One situation that is associated with men using violence against their wives is that of sexual jealousy, that is, the man thinks or fears his woman is having an affair with another man. Another situation that may turn dangerous for the woman is when he thinks she intends to terminate the relations­hip. In both situations the man is at risk of losing control of his wife's reproduc­tive capacity and is hence losing ground in the reproduc­tive compe­tition between men.

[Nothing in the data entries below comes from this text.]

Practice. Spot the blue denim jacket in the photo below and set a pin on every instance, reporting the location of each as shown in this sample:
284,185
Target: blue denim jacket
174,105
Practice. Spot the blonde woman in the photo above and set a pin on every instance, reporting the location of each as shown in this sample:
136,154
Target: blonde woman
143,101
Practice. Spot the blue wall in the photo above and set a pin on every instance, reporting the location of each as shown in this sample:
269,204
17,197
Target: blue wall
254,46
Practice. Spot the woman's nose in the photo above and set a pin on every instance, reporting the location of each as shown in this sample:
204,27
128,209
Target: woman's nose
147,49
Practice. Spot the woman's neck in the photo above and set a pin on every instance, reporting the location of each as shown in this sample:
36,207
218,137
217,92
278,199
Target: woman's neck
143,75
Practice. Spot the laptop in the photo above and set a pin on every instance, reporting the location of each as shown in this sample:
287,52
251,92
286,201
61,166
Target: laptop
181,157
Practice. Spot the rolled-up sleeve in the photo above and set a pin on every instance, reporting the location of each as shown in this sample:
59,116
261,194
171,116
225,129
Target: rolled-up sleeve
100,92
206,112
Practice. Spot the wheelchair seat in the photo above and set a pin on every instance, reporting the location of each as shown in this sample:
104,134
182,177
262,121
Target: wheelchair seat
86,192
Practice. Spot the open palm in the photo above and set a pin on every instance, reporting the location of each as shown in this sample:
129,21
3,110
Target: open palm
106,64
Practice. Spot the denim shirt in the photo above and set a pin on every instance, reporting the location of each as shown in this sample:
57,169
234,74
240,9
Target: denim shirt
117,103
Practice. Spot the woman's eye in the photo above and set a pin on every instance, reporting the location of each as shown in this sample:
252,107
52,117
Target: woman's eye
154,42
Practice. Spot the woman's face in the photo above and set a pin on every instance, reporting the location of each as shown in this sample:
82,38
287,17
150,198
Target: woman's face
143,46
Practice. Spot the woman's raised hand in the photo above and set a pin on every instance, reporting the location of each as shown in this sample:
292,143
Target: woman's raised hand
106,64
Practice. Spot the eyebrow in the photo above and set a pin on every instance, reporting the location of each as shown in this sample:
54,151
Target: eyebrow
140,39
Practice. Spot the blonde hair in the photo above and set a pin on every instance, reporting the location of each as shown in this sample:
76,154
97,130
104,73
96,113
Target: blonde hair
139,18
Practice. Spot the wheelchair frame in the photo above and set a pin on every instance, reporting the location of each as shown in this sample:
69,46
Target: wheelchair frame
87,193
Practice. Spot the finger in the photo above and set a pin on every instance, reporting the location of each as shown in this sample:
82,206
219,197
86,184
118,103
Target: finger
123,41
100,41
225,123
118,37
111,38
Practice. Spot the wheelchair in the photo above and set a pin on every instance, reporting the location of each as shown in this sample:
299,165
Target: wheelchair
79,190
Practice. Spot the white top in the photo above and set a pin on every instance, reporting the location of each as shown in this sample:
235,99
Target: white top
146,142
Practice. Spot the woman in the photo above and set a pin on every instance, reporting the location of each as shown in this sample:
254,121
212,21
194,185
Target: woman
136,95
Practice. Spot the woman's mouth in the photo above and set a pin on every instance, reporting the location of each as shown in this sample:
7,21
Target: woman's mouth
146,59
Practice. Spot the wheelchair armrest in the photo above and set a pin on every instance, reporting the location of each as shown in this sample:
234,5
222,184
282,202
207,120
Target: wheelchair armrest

Men use violence and threats against their wives in an attempt to regain this control, and an extreme outcome is the man who kills his wife.

 

Martin Daly:

The motivations for women who kill their men appear to be comple­tely different. The dominant theme here is a struggle to resist coercion. Most commonly, women kill in self-defence against husbands who are abusive against them, their children, or both. Regard­less of which spouse ends up dead, the husband is usually the instigator of violence.

 

When people think of biologists, they often imagine someone putting rings on the legs of birds, or looking through a micro­scope. Your proposal that the social sciences should consi­der themselves branches of biology, probably sounds surpri­sing to these people.

 

Margo Wilson:

We mean by the word biology what the dictionary says, which is the study of life. And since people in the social sciences say they are also studying 'life', then, of course, we are all in the same business. We have different specialisations which have to do with what aspects of life, or the kinds of perspectives we bring to bear, or the kinds of explanations we are interested in. People, inclu­ding biologists, often misuse the word biology. When they should be talking about physiology or endocrinology or genetics, they should say that. Biologists sometimes say about a cultural phenome­non: "This is not my subject, because I am a biologist." But cultural phenomena are by definition biological phenomena.